Apparently your application fails to offload to the GPU. And because offloading is mandatory (that’s the default behavior) the library terminates the application.

Can you compile libomptarget in debug mode and run the app with LIBOMPTARGET_DEBUG=1 to see the debug output? That will help us identify the problem.

George

Hi Siegmar,

In addition to the explanation by George:

after 7.0 release, the 5.0 workflow for OMP_TARGET_OFFLOAD was fixed.
In 7.0 release, if execution on the device fails for whatever reason (signal, device is used exclusively by another user, ...) the target region is executed by the host device.

Now, if an error occurs, you will get an error and execution aborts.

Best
Joachim

A bit late to the party: You can also run under cuda-gdb. This should give you the CUDA error message.

Based on the filename (dot_prod_accelerator_OpenMP.c) I'd guess that you are using reduction() on a teams directive. This doesn't work yet, see
http://clang.llvm.org/docs/OpenMPSupport.html#features-not-supported-or-with-limited-support-for-cuda-devices

Jonas

Hi Siegmar,

Apparently your application fails to offload to the GPU. And because
offloading is mandatory (that's the default behavior) the library
terminates the application.

(pedantic on; the default is "default" which is raised to "mandatory" iff libomptarget can find devices; pedantic off)

Hi George,

thank you very much for your suggestions.

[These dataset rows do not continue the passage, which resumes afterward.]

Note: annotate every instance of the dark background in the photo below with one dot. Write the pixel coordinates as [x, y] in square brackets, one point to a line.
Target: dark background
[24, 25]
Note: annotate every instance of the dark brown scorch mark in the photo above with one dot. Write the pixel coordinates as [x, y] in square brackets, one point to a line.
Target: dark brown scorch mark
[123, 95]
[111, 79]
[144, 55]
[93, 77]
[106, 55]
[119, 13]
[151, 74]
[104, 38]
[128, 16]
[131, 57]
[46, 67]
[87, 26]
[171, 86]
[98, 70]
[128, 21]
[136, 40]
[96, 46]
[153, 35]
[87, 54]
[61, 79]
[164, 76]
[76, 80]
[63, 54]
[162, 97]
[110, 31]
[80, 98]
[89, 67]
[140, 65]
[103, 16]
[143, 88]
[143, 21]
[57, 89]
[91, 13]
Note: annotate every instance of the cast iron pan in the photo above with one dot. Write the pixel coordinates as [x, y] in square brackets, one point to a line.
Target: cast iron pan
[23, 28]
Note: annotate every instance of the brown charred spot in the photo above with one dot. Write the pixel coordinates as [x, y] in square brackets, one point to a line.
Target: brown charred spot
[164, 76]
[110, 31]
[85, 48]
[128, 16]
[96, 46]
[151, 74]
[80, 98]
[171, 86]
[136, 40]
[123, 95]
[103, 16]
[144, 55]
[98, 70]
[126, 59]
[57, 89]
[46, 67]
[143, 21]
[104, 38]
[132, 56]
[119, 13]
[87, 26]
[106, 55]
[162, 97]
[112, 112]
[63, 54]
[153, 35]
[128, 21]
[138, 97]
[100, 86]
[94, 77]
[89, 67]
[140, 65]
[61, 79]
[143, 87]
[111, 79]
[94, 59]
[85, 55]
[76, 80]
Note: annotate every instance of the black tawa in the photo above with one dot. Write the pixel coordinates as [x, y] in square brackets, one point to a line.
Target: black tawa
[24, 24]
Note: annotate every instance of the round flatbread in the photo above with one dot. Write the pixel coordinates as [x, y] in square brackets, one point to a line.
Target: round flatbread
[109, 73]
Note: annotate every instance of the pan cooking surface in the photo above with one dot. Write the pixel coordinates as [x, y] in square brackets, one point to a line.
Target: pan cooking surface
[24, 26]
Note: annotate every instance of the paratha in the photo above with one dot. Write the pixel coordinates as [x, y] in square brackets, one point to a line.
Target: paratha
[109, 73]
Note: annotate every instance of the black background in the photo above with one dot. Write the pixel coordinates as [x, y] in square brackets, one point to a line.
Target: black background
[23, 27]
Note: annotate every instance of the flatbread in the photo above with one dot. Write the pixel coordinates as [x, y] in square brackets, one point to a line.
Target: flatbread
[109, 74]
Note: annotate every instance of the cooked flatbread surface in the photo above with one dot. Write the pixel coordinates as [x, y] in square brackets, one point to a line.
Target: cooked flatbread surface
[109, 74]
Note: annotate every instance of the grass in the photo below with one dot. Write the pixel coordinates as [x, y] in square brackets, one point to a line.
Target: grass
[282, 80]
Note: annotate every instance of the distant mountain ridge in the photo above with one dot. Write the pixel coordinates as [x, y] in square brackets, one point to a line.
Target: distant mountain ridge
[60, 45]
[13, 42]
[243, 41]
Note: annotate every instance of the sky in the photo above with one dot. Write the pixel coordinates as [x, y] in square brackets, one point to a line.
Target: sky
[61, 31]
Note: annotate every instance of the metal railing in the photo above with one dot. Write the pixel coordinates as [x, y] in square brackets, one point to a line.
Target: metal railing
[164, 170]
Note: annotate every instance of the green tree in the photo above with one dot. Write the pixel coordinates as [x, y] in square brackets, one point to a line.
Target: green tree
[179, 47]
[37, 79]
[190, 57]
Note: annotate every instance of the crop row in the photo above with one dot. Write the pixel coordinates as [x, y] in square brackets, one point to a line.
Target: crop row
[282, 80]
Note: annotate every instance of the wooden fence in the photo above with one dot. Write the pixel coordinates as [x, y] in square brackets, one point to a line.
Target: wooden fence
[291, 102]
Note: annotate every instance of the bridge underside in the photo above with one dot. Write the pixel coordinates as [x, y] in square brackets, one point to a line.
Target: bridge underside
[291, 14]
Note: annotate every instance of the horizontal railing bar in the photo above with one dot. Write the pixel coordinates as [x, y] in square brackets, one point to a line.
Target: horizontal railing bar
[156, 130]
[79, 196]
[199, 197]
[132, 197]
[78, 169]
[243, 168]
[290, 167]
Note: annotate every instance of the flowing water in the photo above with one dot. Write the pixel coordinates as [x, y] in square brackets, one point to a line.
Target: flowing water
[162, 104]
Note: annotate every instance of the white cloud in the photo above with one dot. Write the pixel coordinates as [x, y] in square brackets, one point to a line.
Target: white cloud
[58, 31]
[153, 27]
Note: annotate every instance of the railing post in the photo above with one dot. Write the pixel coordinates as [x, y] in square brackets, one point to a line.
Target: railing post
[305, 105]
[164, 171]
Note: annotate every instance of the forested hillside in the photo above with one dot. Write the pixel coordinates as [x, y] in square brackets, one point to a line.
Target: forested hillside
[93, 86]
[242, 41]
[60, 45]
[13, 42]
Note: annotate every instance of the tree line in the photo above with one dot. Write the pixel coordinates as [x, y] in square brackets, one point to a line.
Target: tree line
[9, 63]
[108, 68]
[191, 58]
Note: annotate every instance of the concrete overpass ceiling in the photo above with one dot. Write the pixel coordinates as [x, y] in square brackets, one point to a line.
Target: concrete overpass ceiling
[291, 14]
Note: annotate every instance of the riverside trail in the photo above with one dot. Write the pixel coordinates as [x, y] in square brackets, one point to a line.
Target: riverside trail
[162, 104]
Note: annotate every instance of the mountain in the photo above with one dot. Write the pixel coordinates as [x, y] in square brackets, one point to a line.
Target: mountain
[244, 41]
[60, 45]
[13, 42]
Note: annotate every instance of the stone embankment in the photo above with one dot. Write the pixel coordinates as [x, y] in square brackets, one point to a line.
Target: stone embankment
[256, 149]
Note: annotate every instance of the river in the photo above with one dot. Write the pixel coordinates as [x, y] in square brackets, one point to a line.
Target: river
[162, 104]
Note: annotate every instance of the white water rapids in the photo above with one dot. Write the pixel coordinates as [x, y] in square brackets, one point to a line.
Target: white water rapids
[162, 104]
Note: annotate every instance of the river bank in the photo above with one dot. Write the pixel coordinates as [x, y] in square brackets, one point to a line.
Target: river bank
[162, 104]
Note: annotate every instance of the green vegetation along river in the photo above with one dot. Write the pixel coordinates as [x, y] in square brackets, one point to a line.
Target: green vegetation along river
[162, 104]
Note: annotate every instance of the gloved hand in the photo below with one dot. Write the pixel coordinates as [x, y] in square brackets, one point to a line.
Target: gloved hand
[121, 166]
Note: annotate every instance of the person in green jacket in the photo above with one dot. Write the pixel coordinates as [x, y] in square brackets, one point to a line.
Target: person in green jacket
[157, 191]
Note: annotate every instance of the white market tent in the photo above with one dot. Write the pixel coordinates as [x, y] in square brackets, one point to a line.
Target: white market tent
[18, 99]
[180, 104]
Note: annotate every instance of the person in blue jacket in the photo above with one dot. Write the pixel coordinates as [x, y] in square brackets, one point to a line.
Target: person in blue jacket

Apparently your application fails to offload to the GPU. And because offloading is mandatory (that's the default behavior) the library terminates the application.

Can you compile libomptarget in debug mode and run the app with LIBOMPTARGET_DEBUG=1 to see the debug output? That will help us identify the problem.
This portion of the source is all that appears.